Clinical trials for MABS have shown a decrease in hospitalizations and emergency room visits and a decrease in the amount of virus in an infected person's blood. Studies are still ongoing.

 

What are the side effects of MABS treatment?

Clinical studies are ongoing to evaluate the usefulness and safety of MABS treatment. It is possible that not all risks are known yet. Antibody treatments could get in the way of your body’s own immune response to future infections with COVID-19, or they could affect your immune response to a vaccine for COVID-19.

The most common reported side effects with casirivimab and imdevimab are nausea and vomiting, hyperglycemia, and pneumonia. The side effects of getting any medicine by vein may include brief pain, bleeding, bruising of the skin, soreness, swelling, and possible infection at the infusion site. Rarely, people may have allergic reactions.

How is treatment with monoclonal antibodies (MABS) given?

MABS are usually given into a vein by intravenous (IV) infusion. They can also be given by injection under the skin if IV infusion is not possible and would delay treatment, but IV infusion is strongly recommended. MABS may only be given in settings where healthcare providers have immediate access to medications to treat any reactions and where emergency medical systems are available, if needed.

 

Where can I get it?

Talk to your healthcare provider about whether you should get MABS treatment and where you can get it. 

Will my insurance cover treatment with monoclonal antibodies (MABS)?

The cost of MABS treatment is covered for Medicare beneficiaries, but healthcare facilities may charge a fee for to give the treatment. People who don’t receive Medicare should contact their medical insurance provider about treatment costs and should also speak with their healthcare provider who orders the treatment.

Can I get a COVID-19 vaccine if I’ve had treatment with monoclonal antibodies (MABS)?

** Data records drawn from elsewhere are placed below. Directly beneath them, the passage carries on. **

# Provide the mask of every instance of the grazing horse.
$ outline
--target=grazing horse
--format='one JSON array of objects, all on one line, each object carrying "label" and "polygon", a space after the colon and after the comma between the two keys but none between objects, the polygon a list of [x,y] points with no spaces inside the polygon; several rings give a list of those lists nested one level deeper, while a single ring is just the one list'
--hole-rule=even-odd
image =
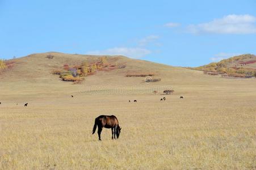
[{"label": "grazing horse", "polygon": [[[98,126],[98,135],[99,136],[99,140],[101,141],[100,133],[102,133],[103,128],[110,129],[112,130],[112,139],[118,139],[120,133],[121,133],[121,128],[119,126],[118,120],[114,115],[106,116],[100,115],[95,118],[95,122],[93,129],[93,134],[95,133],[96,129]],[[113,136],[114,135],[114,136]]]}]

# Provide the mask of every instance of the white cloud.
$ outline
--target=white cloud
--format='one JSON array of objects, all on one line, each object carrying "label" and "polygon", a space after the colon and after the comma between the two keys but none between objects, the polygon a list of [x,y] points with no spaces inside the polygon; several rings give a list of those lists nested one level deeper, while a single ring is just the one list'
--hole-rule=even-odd
[{"label": "white cloud", "polygon": [[188,27],[194,33],[256,33],[256,17],[250,15],[229,15],[222,18]]},{"label": "white cloud", "polygon": [[240,54],[238,53],[220,53],[215,55],[215,57],[211,58],[210,60],[213,62],[219,62],[224,59],[228,58],[233,56],[239,56]]},{"label": "white cloud", "polygon": [[159,39],[159,36],[157,35],[150,35],[147,36],[145,38],[142,39],[140,41],[139,41],[139,45],[140,46],[145,46],[149,44],[149,42],[152,42],[157,39]]},{"label": "white cloud", "polygon": [[179,26],[180,24],[178,23],[169,23],[165,24],[166,27],[173,28]]},{"label": "white cloud", "polygon": [[140,48],[115,47],[103,50],[95,50],[86,53],[93,55],[122,55],[133,58],[139,58],[151,53],[146,49]]}]

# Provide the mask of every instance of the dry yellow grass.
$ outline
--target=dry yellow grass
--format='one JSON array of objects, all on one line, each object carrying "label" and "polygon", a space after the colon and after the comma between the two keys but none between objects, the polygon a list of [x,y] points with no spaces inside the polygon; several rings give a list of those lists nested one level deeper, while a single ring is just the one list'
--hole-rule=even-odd
[{"label": "dry yellow grass", "polygon": [[[2,75],[0,169],[256,168],[255,79],[213,77],[144,61],[127,65],[89,76],[86,85],[46,73],[24,80]],[[124,76],[136,69],[156,72],[162,80],[147,84]],[[175,92],[161,102],[154,88],[166,87]],[[128,102],[133,99],[138,102]],[[91,135],[94,118],[103,114],[118,118],[118,140],[106,129],[101,142]]]}]

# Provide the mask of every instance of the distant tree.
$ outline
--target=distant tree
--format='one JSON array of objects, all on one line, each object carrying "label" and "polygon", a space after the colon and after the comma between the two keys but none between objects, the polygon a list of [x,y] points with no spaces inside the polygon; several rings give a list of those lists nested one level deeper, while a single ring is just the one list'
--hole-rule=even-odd
[{"label": "distant tree", "polygon": [[87,62],[85,61],[82,64],[81,73],[83,76],[86,76],[89,72],[90,72],[90,67]]},{"label": "distant tree", "polygon": [[76,77],[77,76],[77,69],[74,68],[70,68],[69,69],[69,71],[70,73],[70,74],[72,75],[73,77]]},{"label": "distant tree", "polygon": [[100,63],[102,65],[106,64],[107,61],[107,57],[100,57]]},{"label": "distant tree", "polygon": [[96,69],[97,69],[97,66],[96,66],[96,65],[95,63],[93,64],[91,66],[91,72],[94,73]]},{"label": "distant tree", "polygon": [[7,67],[6,63],[3,60],[0,60],[0,73]]}]

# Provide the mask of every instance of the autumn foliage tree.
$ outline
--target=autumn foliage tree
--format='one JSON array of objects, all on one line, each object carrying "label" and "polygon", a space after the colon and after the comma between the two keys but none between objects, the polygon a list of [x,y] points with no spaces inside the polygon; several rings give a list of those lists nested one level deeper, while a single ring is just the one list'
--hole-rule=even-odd
[{"label": "autumn foliage tree", "polygon": [[81,73],[82,74],[85,76],[90,71],[90,67],[86,61],[85,61],[82,64],[82,69],[81,69]]},{"label": "autumn foliage tree", "polygon": [[0,73],[7,67],[3,60],[0,60]]}]

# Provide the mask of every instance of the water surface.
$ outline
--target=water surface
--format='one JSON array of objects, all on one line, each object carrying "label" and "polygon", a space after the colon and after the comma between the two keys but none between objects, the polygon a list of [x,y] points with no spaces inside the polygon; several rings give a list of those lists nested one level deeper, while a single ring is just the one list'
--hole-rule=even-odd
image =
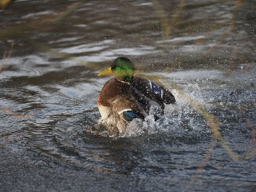
[{"label": "water surface", "polygon": [[[14,45],[0,73],[0,190],[255,190],[255,5],[11,3],[0,12],[1,58]],[[96,106],[110,78],[97,74],[120,56],[177,101],[124,136],[99,125]]]}]

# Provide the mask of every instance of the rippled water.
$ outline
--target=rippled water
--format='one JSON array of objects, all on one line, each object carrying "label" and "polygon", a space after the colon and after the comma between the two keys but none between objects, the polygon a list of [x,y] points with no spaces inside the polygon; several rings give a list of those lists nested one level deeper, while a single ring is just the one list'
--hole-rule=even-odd
[{"label": "rippled water", "polygon": [[[1,58],[14,45],[0,73],[0,190],[254,191],[256,5],[11,3],[0,12]],[[110,78],[97,74],[123,56],[177,102],[121,136],[99,123]]]}]

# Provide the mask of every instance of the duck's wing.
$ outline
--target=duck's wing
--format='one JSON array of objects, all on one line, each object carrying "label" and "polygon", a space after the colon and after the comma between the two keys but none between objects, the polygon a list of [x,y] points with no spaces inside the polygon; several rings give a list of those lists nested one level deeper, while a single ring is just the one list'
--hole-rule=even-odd
[{"label": "duck's wing", "polygon": [[170,91],[162,85],[157,84],[149,79],[136,77],[132,84],[133,94],[137,99],[140,96],[146,97],[158,103],[164,108],[164,103],[175,103],[175,98]]},{"label": "duck's wing", "polygon": [[111,102],[111,105],[116,124],[121,133],[125,131],[127,126],[134,119],[144,120],[148,116],[132,95],[116,97]]}]

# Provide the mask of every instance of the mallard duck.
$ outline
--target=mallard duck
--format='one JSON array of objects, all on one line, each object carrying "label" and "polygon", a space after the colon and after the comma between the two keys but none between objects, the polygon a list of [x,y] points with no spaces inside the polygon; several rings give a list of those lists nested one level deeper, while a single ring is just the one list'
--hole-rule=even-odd
[{"label": "mallard duck", "polygon": [[134,119],[144,120],[150,113],[155,120],[163,115],[165,103],[175,103],[173,95],[163,86],[134,75],[134,64],[126,57],[115,59],[98,76],[115,76],[103,86],[97,105],[102,119],[113,120],[120,133]]}]

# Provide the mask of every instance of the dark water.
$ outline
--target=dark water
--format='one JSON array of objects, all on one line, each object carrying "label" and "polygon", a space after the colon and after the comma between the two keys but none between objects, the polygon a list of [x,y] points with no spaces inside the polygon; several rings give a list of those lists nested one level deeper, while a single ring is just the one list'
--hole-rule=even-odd
[{"label": "dark water", "polygon": [[[1,58],[14,43],[0,73],[0,191],[254,191],[256,2],[229,2],[18,0],[0,12]],[[110,78],[97,74],[123,56],[177,102],[121,137],[98,125]]]}]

We do not yet know how effective vaccines are in someone who has previously gotten MABS treatment for COVID-19 or whether the treatment could interfere with your body's own immune response to a vaccine. Once you’ve had COVID-19, you are very unlikely to be reinfected for three months afterward. So if you had MABS treatment, you should wait for three months before getting the COVID-19 vaccine.

CDC: Interim Clinical Considerations for Use of mRNA COVID-19 Vaccines Currently Authorized in the United States

 

Can I get MABS treatment after I’ve gotten any COVID-19 vaccine?

Yes. For partially or fully vaccinated people who become infected with COVID-19, having gotten a COVID-19 vaccine should not affect MABS treatment decisions or timing.